Laurel meneó la cabeza. No podía. Le sorprendió haber comenzado a contar lo que le había sucedido hacía ya siete años. Supuso que había empezado a hablar porque Shem era una fuente de información abundante e inesperada y porque su rostro resultaba agradable y poco amenazador. Incluso las profundas líneas que tenía alrededor de los labios estaban agradablemente moldeadas, como las estrías de una concha. De todos modos, tenía que descubrir si el hijo de Bobbie era uno de los hombres que la habían agredido y, de ser así, cuál de los dos.
– ¿Cree que su hijo podría estar en la cárcel? -preguntó para evitar seguir contándole la historia de la agresión-. Jordie me dijo que podría ser un criminal.
– Si lo era, no debía de ser un ladrón de poca monta. No te olvides de que Bobbie pasó mucho tiempo en las calles. Si dejó de hablar con su hijo no sería porque hubiera robado un bocadillo o porque tuviera un problema con las drogas. Debió de haber sido algo mucho peor.
Laurel se armó de fuerzas y añadió:
– ¿Un violador?, ¿un asesino?
– Puede ser.
– ¿Podría estar en la cárcel por violación?, ¿o intento de violación?
Notó que el hombre la estudiaba atentamente, comprensivo, con una mirada de abuelo preocupado.
– Supongo que todo es posible -dijo, pasados unos instantes.
– ¿Reese lo sabía?
– ¿Lo del hijo? ¿O la posibilidad de que el hijo se hubiera convertido en un maleante?
– Las dos cosas.
– Sabía que Bobbie tenía un hijo, pero poco más. No te olvides de que Bobbie no era un gran padre. Tenía sus propios demonios, su propia enfermedad mental. Nos contó a Reese y a mí que la madre del muchacho lo había mantenido apartado de él cuando era pequeño. No quería que Bobbie tuviera nada que ver con su hijo.
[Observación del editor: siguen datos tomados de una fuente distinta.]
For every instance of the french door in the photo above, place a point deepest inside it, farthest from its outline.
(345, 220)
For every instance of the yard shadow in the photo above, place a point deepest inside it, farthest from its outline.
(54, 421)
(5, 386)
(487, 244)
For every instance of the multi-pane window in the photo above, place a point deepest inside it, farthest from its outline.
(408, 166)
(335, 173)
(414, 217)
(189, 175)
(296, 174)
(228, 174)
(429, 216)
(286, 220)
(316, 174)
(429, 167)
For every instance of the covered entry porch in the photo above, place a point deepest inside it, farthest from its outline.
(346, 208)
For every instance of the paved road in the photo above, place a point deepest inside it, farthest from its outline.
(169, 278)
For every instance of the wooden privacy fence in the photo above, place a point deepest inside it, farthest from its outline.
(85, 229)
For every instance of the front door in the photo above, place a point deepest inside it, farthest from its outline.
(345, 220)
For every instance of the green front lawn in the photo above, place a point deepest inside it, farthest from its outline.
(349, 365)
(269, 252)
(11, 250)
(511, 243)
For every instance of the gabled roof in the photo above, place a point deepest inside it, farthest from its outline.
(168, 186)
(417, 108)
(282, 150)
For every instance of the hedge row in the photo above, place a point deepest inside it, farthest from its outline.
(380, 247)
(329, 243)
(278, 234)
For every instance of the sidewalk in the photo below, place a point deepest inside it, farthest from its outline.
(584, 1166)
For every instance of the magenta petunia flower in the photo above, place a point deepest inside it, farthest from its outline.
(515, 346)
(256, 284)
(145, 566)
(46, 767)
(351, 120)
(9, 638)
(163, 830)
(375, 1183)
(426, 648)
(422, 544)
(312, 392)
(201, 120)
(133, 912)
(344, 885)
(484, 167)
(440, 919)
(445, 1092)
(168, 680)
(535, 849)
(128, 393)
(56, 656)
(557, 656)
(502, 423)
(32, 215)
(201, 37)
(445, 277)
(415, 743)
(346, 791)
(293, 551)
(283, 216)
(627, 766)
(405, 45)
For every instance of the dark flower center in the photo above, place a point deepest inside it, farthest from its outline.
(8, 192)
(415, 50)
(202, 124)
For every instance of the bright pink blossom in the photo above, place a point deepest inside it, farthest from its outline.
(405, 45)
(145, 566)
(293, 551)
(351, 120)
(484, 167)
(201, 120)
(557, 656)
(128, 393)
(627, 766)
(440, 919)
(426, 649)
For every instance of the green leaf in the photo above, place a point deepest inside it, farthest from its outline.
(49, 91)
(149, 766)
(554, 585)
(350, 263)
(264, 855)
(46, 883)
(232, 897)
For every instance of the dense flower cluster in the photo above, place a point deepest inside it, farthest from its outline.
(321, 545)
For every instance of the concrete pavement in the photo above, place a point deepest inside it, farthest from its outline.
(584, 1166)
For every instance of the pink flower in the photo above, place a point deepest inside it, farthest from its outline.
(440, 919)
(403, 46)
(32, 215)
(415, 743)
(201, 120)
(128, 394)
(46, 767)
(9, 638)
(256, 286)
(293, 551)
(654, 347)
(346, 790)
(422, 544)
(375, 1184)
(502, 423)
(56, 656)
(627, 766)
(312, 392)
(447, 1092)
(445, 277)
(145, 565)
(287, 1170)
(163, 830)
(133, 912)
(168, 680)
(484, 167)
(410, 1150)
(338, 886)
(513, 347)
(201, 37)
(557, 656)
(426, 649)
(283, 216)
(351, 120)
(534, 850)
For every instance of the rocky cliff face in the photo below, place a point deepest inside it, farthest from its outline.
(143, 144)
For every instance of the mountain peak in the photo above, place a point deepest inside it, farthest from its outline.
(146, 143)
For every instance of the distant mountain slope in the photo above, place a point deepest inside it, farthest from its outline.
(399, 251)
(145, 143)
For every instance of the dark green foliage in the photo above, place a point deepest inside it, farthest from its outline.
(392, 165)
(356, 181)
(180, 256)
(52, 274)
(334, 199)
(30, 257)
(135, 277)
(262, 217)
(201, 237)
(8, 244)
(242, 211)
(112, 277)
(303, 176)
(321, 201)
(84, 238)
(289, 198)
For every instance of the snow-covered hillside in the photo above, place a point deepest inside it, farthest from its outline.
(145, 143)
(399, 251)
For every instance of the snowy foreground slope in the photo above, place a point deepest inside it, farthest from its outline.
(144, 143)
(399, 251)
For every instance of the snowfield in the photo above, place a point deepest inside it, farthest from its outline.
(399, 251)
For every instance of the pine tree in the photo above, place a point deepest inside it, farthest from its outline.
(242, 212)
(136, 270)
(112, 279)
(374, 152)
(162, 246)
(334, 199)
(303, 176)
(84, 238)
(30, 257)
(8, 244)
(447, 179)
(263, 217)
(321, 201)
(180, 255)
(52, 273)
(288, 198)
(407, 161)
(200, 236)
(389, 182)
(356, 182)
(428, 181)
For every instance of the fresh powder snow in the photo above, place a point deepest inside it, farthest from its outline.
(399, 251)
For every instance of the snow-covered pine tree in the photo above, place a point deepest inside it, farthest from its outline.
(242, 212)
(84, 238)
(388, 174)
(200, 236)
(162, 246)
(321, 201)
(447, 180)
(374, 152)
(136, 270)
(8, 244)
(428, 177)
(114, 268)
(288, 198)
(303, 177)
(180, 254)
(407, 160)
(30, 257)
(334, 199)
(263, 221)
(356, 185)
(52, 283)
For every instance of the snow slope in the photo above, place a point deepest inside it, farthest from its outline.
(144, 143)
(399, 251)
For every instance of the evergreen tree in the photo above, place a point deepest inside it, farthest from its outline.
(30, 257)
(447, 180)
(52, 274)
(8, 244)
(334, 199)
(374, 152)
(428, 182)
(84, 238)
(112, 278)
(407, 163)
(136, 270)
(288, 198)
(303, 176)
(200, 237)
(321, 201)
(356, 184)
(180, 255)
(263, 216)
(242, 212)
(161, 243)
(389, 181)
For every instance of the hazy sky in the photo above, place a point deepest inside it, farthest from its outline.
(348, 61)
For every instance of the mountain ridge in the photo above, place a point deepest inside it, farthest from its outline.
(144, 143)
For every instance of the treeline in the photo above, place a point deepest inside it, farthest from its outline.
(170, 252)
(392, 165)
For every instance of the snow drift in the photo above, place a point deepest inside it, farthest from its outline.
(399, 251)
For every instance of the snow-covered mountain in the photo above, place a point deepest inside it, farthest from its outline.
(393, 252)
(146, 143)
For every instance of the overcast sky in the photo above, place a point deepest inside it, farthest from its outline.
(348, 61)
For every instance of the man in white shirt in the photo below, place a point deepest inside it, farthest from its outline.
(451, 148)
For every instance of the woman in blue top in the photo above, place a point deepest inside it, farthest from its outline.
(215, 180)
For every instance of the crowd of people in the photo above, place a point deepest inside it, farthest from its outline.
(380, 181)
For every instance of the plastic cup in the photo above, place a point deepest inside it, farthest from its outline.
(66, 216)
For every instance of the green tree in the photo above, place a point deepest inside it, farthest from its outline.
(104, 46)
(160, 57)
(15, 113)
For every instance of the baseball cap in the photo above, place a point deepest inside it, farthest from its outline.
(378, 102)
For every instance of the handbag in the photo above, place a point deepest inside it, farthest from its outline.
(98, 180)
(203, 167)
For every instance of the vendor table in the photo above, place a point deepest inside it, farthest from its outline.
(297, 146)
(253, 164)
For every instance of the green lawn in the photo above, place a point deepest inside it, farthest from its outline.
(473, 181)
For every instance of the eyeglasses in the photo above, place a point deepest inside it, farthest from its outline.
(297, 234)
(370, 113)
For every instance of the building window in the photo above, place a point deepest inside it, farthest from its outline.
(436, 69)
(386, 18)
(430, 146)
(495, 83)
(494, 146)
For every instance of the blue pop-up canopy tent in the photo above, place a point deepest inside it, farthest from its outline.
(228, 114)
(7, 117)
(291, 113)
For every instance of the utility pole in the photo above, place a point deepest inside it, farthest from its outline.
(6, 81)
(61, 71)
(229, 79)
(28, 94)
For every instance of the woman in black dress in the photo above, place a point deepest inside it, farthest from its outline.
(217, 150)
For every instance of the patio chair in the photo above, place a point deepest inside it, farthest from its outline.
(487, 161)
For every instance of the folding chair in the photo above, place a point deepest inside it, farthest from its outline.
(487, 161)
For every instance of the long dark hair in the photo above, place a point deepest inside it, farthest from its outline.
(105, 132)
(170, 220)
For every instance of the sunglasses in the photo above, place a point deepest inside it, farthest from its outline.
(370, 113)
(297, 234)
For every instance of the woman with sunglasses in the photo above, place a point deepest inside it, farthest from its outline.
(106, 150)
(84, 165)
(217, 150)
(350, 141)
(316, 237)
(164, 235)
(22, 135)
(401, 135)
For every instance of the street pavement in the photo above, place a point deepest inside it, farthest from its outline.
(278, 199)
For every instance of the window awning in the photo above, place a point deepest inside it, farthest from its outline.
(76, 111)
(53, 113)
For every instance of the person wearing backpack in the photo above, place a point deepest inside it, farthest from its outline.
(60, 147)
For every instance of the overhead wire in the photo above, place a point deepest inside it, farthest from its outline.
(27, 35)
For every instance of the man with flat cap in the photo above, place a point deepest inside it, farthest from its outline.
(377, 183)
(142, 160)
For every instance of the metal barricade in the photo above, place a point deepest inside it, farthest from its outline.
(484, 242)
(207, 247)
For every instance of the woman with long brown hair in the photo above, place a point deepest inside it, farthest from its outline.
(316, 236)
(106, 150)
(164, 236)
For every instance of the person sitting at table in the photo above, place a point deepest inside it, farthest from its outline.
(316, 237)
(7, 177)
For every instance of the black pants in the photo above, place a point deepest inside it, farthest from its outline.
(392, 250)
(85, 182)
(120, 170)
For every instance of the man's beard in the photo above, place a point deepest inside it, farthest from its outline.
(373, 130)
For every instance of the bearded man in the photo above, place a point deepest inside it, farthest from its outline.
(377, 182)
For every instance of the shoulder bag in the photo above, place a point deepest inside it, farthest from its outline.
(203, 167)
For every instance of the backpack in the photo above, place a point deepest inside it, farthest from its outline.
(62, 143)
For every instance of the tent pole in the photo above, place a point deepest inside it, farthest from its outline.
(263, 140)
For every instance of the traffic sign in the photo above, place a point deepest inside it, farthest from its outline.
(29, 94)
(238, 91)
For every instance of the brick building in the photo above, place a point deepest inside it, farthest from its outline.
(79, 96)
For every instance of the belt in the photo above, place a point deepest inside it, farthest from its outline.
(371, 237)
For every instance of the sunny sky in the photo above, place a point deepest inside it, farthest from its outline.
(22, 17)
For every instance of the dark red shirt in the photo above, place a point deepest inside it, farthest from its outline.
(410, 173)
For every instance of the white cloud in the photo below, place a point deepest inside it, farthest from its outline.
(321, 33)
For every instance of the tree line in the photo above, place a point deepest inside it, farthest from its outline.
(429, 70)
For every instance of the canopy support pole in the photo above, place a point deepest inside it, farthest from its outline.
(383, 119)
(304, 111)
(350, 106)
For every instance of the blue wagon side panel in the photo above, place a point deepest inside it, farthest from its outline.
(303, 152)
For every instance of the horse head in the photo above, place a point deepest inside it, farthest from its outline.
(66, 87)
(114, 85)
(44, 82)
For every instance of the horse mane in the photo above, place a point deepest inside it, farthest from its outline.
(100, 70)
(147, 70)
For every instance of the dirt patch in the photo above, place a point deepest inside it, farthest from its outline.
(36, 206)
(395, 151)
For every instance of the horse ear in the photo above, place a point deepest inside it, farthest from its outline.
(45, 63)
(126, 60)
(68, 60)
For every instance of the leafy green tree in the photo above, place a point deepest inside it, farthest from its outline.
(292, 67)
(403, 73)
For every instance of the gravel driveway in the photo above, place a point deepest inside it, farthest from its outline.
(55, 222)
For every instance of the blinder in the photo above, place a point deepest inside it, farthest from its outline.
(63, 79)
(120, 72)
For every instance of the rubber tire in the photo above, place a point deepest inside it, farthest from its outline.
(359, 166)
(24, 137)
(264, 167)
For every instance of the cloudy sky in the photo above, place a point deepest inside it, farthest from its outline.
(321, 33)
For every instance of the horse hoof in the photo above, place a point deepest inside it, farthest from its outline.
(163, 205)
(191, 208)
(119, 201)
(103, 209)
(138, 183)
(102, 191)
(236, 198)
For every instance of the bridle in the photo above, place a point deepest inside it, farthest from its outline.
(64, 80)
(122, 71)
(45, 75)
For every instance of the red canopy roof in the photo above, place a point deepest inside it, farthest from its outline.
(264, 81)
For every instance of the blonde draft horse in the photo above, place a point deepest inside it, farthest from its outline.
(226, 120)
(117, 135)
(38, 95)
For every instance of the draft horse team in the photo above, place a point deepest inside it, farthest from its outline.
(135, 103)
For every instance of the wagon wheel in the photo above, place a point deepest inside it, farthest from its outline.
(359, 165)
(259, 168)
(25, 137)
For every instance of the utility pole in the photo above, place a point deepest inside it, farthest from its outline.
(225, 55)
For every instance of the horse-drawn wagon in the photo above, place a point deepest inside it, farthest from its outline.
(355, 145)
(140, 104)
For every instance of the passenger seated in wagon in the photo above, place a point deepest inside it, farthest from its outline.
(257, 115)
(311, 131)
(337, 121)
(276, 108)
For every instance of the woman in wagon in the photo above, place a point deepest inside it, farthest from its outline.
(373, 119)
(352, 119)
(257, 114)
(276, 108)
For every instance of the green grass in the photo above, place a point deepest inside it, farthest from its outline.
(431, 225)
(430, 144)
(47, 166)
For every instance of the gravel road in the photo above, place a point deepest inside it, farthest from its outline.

Puede que esto lo entristeciera. Quizá lo apuntó a la lista de conspiraciones que lo rodeaban. Puede que comprendiera que no era capaz de ayudar al chico. ¿Quién sabe? Reese, probablemente, pensara que fue una elección acertada por parte de la madre. Era consciente de las limitaciones de Bobbie.
– Pero él quería a Bobbie.
– Mucho. Oh, sí, mucho. Hace años, antes de que tú nacieras, Reese le dejó claro a su amigo que si alguna vez necesitaba cualquier cosa, no dudase en pedírsela. Y eso fue lo que un día, décadas más tarde, hizo Bobbie. Debió de ser hace cosa de dos años -dijo Shem, con voz cada vez más amarga.